While almost every scene of the movie deals with what it means to be a man in American culture, I would like to focus on one of the early scenes in the film in which the narrator loses all semblance of his former life. After a massive explosion destroys Edward Norton’s apartment, he becomes lost – without the material possessions that he has allowed to define his existence, the narrator turns to a fictitious character that symbolizes virility to the extreme. Enter Tyler Durden.

The dialogue that takes place between these two characters is some of the most direct language about masculinity in the entire film. At one point, Tyler tells the narrator of his vision of man: “We are products of a lifestyle obsession…Let’s evolve; let the chips fall where they may.” While this philosophy is new and appealing for a man dealing with loss, a feminist would surely question the validity of this form of masculinity. Is fighting – physical pain, both inflicted upon others and upon the self – what should really define masculinity? How is this sort of masculinity valuable to a society? The answer is clear: Project Mayhem is a destructive entity that puts man on level of animals, literally struggling and fighting for existence.
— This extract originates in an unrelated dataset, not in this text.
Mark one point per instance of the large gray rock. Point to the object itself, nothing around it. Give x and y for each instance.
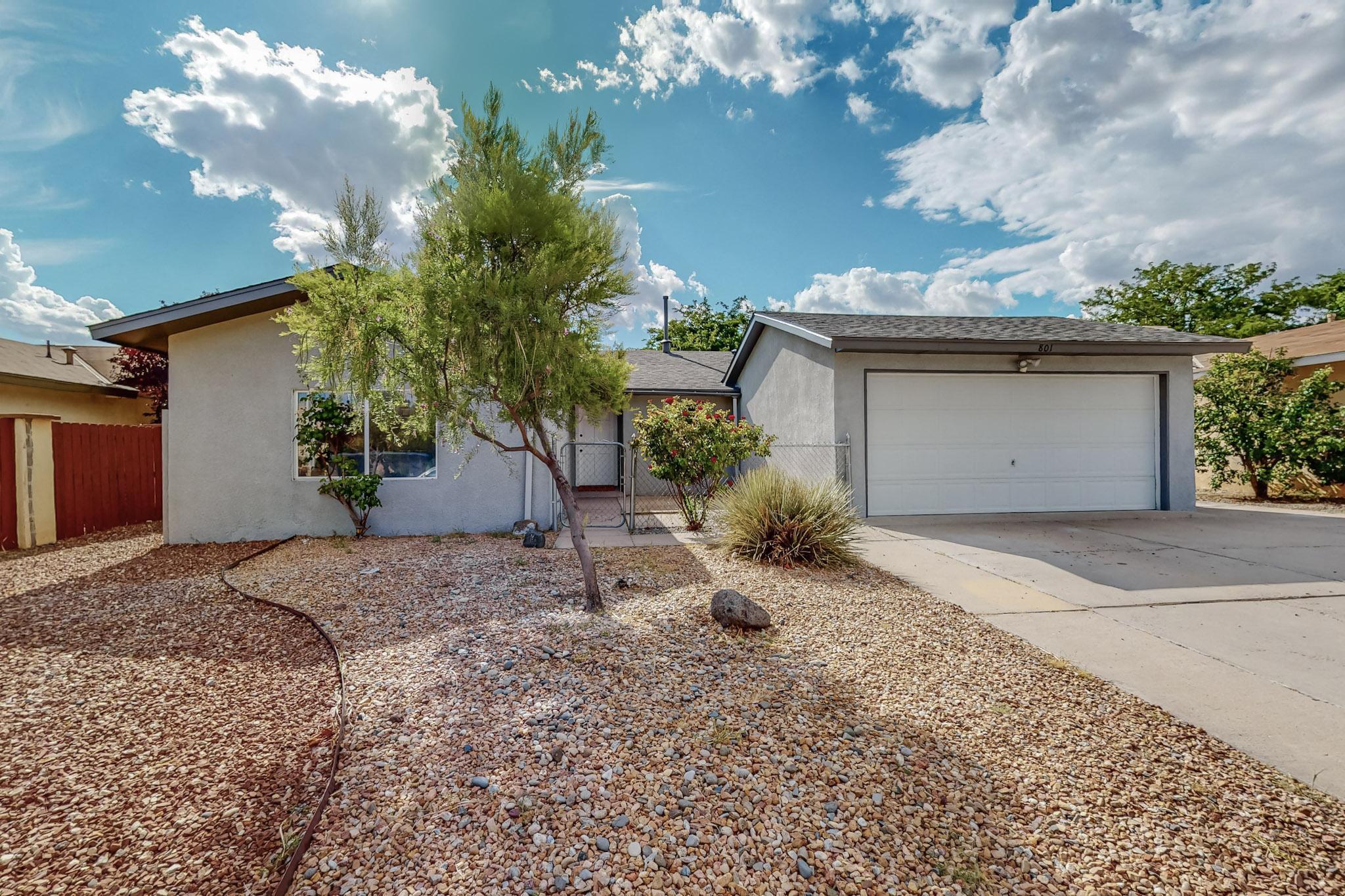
(738, 612)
In the words of Sally Robinson, this sort of virility represents an alternative view, but it still holds strongly to the traditional view that men are cold and “unnurturing.”

As a final thought, I find Robinson’s idea of masculinity as a category very fitting for this film. Edward Norton’s character, as an individual, “never easily measures up to an impossible standard of true masculinity.” That is left to the alter-ego, Tyler Durden. Still, as categorized by Project Mayhem, masculinity (albeit extreme in the Fight Club example) grows by reproducing itself throughout American cities – as if all men are looking for a new way to define themselves as true men.